The sound of the turret-door banging behind him recalled him to his surroundings. He awoke to the fact that the wind was chill, and that a drift of rain was coming in from the sea. With an impatient shrug he turned. Why was he lingering here like a drunken reveller at a table of spilt wine? He would go down to his yacht and find Larpent—Larpent who had also loved and lost. They would go out on the turn of the tide—the two losers in the game of life—and leave the spilt wine behind them.

Impulsively he strode back along the ramparts. The game was over, and he would never play again; but at least he would face the issue like a man.

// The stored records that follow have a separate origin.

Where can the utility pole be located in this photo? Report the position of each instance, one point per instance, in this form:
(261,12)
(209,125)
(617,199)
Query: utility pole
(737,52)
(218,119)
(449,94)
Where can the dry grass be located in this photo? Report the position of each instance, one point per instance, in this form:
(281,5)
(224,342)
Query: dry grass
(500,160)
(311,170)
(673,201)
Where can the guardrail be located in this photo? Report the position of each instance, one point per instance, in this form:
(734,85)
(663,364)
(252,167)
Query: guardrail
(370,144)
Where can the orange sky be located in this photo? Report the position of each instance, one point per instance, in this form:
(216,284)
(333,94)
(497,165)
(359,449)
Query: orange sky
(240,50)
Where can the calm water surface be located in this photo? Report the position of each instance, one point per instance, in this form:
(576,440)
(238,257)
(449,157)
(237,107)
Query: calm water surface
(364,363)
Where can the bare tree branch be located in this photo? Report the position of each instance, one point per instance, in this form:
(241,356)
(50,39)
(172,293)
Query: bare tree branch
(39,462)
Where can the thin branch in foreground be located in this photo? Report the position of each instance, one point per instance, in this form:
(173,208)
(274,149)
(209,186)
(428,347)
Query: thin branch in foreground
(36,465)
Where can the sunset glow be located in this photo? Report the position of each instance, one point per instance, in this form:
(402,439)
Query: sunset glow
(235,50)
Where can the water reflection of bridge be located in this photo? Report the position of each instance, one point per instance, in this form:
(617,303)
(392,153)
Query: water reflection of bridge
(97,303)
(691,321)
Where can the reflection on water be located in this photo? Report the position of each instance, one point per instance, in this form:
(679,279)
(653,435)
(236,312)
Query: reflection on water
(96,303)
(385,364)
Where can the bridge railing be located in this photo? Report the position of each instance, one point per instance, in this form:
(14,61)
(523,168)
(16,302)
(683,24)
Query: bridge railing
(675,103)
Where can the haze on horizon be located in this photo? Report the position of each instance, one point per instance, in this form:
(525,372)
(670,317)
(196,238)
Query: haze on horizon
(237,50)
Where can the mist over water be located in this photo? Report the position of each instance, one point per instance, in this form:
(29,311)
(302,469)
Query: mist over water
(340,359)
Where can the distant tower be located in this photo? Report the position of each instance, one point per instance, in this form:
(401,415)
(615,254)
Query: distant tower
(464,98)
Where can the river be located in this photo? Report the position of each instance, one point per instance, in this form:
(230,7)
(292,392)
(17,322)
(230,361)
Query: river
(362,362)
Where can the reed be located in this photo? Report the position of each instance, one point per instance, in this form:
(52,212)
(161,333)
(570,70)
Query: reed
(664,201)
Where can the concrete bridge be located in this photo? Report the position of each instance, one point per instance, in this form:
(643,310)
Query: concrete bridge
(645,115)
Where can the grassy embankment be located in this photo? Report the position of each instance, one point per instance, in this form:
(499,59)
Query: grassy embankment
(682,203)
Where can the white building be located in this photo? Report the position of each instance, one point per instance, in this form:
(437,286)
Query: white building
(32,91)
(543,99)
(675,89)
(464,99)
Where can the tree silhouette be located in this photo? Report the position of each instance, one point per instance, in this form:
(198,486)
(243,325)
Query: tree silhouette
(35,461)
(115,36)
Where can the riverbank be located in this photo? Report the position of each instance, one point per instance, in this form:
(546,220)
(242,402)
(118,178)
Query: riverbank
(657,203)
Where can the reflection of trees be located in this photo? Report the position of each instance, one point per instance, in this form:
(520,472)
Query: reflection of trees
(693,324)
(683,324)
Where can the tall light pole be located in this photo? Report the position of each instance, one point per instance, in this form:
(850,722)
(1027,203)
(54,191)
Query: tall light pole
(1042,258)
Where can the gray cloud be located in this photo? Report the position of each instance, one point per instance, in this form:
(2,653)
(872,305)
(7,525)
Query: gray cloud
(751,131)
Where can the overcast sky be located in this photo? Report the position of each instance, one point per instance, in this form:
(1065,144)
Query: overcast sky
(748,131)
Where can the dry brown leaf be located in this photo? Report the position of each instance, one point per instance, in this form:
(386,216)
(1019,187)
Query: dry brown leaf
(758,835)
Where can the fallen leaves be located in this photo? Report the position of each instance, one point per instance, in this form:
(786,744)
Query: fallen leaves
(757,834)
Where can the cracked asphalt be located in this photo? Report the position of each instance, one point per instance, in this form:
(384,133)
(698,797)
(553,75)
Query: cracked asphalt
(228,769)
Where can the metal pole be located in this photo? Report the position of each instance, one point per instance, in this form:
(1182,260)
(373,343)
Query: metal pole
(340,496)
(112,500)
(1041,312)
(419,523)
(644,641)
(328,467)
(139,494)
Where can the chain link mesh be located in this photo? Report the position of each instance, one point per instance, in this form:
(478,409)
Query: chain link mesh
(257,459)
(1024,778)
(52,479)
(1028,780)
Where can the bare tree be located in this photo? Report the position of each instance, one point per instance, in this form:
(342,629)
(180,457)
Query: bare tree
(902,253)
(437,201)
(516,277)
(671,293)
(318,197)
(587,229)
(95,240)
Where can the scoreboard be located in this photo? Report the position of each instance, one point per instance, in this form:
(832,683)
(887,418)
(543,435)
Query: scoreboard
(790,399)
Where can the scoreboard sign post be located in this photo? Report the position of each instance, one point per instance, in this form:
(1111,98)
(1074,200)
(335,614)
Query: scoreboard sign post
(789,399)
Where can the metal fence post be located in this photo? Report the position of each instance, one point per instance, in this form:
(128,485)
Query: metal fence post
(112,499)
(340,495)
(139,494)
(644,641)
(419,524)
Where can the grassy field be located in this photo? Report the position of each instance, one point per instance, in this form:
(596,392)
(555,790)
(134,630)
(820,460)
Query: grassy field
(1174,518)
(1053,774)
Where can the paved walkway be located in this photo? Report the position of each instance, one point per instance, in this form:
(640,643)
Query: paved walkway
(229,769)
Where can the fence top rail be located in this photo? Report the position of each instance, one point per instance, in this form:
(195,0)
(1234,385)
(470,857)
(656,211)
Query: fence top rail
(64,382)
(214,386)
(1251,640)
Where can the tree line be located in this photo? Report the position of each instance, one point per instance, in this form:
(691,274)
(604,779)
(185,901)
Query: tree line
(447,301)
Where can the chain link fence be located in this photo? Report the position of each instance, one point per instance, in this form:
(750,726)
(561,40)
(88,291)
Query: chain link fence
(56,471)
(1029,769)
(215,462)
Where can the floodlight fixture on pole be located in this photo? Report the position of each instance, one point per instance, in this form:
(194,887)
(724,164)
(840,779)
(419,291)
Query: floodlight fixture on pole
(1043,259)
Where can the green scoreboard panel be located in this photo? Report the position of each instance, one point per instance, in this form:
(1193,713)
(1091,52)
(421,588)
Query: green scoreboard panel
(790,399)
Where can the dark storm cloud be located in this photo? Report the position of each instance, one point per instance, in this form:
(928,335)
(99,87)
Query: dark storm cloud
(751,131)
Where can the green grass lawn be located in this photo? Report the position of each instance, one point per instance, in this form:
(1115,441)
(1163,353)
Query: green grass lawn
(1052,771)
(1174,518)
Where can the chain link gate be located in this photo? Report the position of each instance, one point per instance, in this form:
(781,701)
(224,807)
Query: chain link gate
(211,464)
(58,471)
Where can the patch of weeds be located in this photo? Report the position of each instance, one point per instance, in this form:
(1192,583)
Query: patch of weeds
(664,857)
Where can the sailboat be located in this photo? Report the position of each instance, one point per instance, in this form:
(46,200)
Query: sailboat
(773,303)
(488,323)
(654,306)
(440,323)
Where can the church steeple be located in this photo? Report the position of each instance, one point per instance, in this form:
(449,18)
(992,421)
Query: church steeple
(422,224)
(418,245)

No one, not even Larpent, should ever see him flinch. So he reached the turret-door, and came abruptly to a halt.

It was no vision that showed her to him, standing there in her slender fairness, wrapt in a cloak that glimmered vaguely blue in the glimmering starlight. Her face was very pale, and he saw her frightened eyes as she stood before him. Her hands were tightly clasped together, and she spoke no word at all.

The door was shut behind her, and he saw that she was trembling from head to foot.

He stood motionless, within reach of her, but not touching her. "Well?" he said.

She made a curious gesture with her clasped hands, standing before him as she had stood on board his yacht on that night in the Mediterranean when she had come to him for refuge.

"I've come," she said, in a voice that quivered uncontrollably, "to tell you something."

Saltash did not stir. His face was in shadow, but there was a suggestion of tension about his attitude that was not reassuring. "Well?" he said again.

She wrung her hands together with a desperate effort to subdue her agitation, and began again, "I've come—to tell you something."

"Something I don't know?" he questioned cynically.